Payne’s film seems to be offering “cellular miniaturization” as a cool thing to do (at least for its characters) and a benefit to humanity and the environment. But a closer examination reveals the fallacy of that premise — which may be the story’s ultimate point. While miniaturizing people down to 5″ tall eliminates most of their wasteful “footprints” on the Earth, and, thus, their environmental impact, it doesn’t improve the way they live. In fact, in the Payne / Taylor scenario, the well-intentioned people who undergo the procedure discover that their newfound wealth (everything small costs much, much less) gives them plenty of time, which they mostly waste. And then there are other small people, mostly Hispanic and Asian, who, just as in the normal-sized world, are not included in the utopian society at all except as support staff. They actually live in a tiny tenement building outside the Leisureland complex.
The film doesn’t satirize our middle-class society so much as indict it, whether it be large or small. It postulates bigger ideas, such as the survival of the human race and, specifically, the option of a closed society underground posed to survive an upcoming extinction event — yet this option is shown to be unpalatable for most ordinary people, as evidenced by the fact that the central characters reject it outright. Payne and Taylor understand that people’s immediate needs and desires will triumph over altruism, but the story doesn’t have much of anything to say about that, nor much else. It fails to satirize why people would undergo miniaturization, how they would cope, how they would be exploited by outside forces, or why any of this would matter to us.
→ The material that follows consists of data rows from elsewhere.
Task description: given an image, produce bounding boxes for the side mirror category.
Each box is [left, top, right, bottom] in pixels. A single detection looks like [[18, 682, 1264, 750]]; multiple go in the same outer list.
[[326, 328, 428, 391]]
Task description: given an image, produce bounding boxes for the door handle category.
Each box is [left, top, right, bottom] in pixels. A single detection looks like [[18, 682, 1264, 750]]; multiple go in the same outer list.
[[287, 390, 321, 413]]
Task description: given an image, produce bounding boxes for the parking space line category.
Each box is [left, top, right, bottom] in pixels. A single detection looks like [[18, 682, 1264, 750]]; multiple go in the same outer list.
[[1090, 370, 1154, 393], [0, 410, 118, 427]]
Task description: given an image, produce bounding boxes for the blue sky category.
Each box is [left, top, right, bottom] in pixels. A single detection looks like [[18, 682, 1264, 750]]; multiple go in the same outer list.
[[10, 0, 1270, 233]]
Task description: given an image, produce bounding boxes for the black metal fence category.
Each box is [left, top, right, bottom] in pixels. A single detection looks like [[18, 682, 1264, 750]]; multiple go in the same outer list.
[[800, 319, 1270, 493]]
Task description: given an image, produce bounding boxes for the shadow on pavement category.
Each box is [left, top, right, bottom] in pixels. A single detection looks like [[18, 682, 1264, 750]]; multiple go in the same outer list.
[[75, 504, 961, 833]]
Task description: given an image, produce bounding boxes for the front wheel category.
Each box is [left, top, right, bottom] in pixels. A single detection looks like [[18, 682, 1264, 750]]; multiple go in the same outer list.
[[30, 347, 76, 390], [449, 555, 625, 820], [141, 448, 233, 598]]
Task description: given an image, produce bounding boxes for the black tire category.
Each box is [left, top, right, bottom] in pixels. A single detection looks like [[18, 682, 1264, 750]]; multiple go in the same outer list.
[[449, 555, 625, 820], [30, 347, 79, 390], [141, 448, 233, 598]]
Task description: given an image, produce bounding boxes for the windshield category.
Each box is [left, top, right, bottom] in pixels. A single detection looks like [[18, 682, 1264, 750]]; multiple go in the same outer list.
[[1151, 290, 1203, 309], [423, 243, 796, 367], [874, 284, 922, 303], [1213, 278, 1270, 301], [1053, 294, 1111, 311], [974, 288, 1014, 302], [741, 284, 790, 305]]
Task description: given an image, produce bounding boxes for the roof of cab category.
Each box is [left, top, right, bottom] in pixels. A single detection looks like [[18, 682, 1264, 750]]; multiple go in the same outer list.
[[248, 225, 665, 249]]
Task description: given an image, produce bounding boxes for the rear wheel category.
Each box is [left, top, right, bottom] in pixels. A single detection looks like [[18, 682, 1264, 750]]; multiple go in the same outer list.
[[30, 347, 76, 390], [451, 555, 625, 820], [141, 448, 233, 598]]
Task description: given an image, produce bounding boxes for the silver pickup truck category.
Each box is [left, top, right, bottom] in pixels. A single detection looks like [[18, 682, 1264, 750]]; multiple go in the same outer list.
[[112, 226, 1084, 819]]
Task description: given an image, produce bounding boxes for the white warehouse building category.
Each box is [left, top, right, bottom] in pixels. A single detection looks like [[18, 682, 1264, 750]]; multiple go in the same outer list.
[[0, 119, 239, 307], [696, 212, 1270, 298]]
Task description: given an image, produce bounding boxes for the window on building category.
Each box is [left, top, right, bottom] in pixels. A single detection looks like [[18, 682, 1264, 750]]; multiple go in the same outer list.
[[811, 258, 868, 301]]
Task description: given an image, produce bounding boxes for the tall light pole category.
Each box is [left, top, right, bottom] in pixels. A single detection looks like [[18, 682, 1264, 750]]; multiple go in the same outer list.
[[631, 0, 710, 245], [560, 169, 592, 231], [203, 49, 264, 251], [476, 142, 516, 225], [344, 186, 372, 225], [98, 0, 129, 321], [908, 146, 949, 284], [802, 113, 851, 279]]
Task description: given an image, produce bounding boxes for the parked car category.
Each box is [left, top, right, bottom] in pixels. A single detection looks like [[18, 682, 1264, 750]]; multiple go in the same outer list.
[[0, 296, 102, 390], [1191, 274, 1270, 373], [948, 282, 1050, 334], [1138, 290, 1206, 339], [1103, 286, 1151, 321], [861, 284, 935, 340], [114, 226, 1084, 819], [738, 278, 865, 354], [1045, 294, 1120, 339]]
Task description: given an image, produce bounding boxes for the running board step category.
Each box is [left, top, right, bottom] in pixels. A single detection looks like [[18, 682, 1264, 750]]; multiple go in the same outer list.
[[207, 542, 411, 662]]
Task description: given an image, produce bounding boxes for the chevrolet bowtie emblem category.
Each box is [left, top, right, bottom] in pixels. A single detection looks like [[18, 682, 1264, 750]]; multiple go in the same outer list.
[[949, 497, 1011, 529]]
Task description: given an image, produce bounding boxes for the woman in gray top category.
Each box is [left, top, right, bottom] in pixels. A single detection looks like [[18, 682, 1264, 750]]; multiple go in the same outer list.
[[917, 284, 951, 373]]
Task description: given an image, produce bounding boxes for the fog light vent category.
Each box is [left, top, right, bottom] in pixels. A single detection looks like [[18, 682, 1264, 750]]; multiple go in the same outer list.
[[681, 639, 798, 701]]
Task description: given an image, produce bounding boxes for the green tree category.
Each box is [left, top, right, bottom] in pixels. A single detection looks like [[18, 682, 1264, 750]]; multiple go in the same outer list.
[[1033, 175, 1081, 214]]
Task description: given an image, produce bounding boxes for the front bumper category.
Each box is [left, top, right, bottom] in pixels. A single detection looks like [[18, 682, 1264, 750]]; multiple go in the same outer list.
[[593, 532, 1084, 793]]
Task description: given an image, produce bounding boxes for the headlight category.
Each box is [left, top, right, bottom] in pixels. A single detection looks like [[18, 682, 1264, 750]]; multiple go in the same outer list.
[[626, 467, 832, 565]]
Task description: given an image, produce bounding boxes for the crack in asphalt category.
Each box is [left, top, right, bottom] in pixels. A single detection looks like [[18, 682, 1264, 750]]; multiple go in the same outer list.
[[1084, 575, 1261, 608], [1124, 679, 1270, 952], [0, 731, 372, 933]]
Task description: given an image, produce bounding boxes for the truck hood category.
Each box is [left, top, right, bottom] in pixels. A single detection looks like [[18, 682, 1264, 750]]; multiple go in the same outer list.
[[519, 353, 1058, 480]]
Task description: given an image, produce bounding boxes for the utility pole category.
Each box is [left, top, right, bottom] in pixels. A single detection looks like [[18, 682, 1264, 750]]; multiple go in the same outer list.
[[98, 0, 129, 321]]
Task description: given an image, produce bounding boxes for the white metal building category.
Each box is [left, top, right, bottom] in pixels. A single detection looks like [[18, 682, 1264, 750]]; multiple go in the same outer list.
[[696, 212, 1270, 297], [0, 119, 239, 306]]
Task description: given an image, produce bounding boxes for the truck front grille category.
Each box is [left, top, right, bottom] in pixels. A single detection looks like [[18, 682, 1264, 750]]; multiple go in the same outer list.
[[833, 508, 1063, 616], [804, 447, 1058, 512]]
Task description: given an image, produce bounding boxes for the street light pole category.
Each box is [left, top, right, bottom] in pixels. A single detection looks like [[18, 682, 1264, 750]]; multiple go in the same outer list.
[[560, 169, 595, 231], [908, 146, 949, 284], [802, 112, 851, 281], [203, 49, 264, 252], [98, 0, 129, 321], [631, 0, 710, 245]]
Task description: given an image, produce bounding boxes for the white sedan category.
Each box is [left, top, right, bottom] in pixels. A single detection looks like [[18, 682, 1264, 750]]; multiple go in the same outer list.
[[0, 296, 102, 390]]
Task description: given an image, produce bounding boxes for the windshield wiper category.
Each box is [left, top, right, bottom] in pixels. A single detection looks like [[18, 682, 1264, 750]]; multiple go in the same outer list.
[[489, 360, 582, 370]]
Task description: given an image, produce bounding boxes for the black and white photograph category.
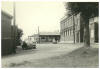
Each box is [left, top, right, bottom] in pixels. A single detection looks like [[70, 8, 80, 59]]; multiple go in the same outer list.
[[1, 0, 99, 68]]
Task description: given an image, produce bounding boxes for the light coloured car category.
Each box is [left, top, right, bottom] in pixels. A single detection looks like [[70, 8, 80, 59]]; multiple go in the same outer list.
[[25, 40, 36, 49]]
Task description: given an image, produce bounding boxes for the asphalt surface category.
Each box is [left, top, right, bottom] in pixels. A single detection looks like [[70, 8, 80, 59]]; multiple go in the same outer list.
[[2, 44, 98, 67]]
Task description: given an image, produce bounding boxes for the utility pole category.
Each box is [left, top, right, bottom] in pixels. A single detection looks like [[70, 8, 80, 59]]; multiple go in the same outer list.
[[13, 2, 16, 53], [73, 14, 75, 44], [38, 26, 40, 43]]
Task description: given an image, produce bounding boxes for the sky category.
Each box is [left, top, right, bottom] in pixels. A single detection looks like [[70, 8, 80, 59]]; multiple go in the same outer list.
[[1, 1, 65, 38]]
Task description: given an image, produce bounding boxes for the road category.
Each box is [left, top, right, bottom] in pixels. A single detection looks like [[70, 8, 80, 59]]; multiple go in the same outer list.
[[2, 44, 82, 67]]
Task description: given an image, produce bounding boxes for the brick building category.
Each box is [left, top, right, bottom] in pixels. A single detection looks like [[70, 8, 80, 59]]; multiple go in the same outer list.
[[33, 32, 60, 43], [60, 13, 98, 43]]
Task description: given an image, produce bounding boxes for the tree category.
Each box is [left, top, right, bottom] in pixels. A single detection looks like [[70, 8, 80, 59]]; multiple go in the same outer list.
[[65, 2, 99, 47]]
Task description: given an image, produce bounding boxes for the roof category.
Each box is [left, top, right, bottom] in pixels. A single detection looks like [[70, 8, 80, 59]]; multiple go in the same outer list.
[[33, 32, 60, 36], [39, 32, 60, 35]]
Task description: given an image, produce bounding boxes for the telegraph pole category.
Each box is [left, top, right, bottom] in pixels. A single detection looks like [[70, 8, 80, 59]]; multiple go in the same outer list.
[[13, 2, 16, 53], [38, 26, 40, 43], [73, 14, 75, 44]]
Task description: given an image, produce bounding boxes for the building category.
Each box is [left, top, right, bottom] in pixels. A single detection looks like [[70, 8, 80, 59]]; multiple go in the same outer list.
[[89, 17, 99, 43], [60, 13, 98, 43], [1, 11, 13, 55], [33, 32, 60, 43]]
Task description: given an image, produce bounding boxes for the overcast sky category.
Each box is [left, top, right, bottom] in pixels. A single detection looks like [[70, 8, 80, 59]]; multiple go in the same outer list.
[[2, 1, 65, 38]]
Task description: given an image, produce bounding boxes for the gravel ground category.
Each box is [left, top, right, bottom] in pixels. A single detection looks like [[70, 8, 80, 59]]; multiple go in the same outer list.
[[2, 44, 99, 68]]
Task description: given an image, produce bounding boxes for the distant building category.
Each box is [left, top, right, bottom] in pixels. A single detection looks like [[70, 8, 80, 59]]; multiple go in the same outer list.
[[33, 32, 60, 43], [1, 11, 13, 55], [60, 13, 98, 43], [89, 17, 99, 43]]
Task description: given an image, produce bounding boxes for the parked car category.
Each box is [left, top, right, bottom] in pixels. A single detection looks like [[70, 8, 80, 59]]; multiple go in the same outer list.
[[24, 39, 36, 49]]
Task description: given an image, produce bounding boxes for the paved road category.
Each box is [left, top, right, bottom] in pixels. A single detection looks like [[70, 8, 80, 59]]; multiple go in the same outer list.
[[2, 44, 82, 67]]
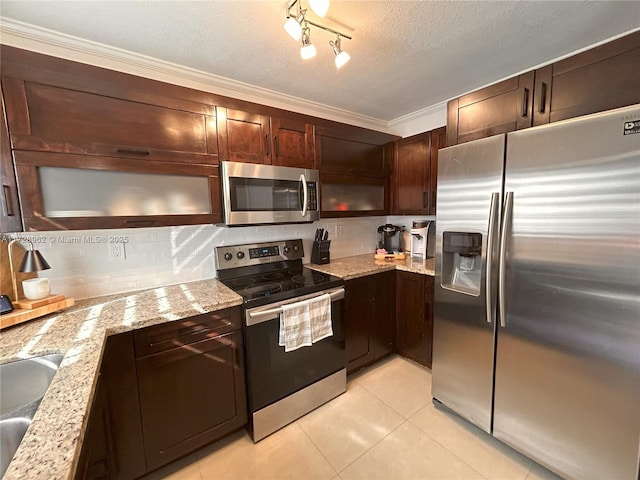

What is left is a rather uninteresting drama about a guy (Matt Damon) trying to find his tiny place in this shrunken suburban universe.
Moments when the movie should have soared are present, but in each case the story fails to follow through. It isn’t a safe film at all — some of its choices are quite bold and unexpected — and yet it seems like the effects of the size reduction are reduced to a side note. Instead of the obvious comparisons between the small and the large, most of the time viewers wouldn’t even be aware that the protagonists are smaller size than normal. What a disappointment. ☆ ☆. 9 January 2018.